Libya Government, 5A-ONE

Geopolitische Verschiebungen und Machtverhältnisse haben bisweilen auch meist einen unmittelbaren Einfluss auf die Luftfahrt. Sehr gut festmachen kann man das an Hand einer Maschine hier in Hamburg. Bereits seit mehrere Jahren wechselt ein Airbus A330 (5A-ONP) immer mal wieder seine Position auf dem Gelände der Lufthansa Technik (LHT). Der Zweistrahler der eigentlich mal der Afriqiyah Airways gehörte, kam vor Jahren nach einem Beschuss nach Hamburg und sollte hier eigentlich wieder in Stand gesetzt werden. Durch den Umsturz des libyschen Regims und den daraus resultierenden anhaltenden Spannungen im Land ist allerdings offenbar nicht klar wer sich um das weitere Vorgehen an dem A330 kümmert bzw. was mit dem aktuell “Leitwerk-losen” Langstreckenflugzeug passieren soll.
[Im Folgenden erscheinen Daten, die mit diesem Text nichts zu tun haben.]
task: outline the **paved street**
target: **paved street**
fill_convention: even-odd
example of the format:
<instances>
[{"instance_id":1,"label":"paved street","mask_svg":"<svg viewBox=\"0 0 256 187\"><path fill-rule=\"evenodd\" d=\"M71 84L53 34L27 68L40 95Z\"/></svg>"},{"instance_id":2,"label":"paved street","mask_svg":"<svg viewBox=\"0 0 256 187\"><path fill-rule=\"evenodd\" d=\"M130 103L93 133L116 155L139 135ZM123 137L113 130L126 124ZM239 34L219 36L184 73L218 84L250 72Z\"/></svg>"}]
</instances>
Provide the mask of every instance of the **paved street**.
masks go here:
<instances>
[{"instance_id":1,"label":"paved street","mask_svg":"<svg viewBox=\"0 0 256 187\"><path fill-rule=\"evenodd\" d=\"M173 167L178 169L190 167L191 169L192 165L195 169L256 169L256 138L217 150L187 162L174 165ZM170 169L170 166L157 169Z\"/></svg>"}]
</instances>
Ganz ähnlich erging es dem Regierungsflugzeug des nordafrikanischen Landes. Seit März 2014 stand der Airbus A340-213 der libyschen Regierung abgestellt am Flughafen Perpignan (PGF) im Südwesten Frankreichs. Sehr zur Freude vieler Luftfahrtenthusiasten erwachte der alternde Vierstrahler vergangenes Jahr wieder zum Leben und wurde wieder betriebsbereit gemacht. Am 22. Juni des vergangenen Jahres wurde der Airbus dann von der libyschen Regierung wieder in Empfang genommen und fliegt seitdem wieder aktiv für das Land am Mittelmeer.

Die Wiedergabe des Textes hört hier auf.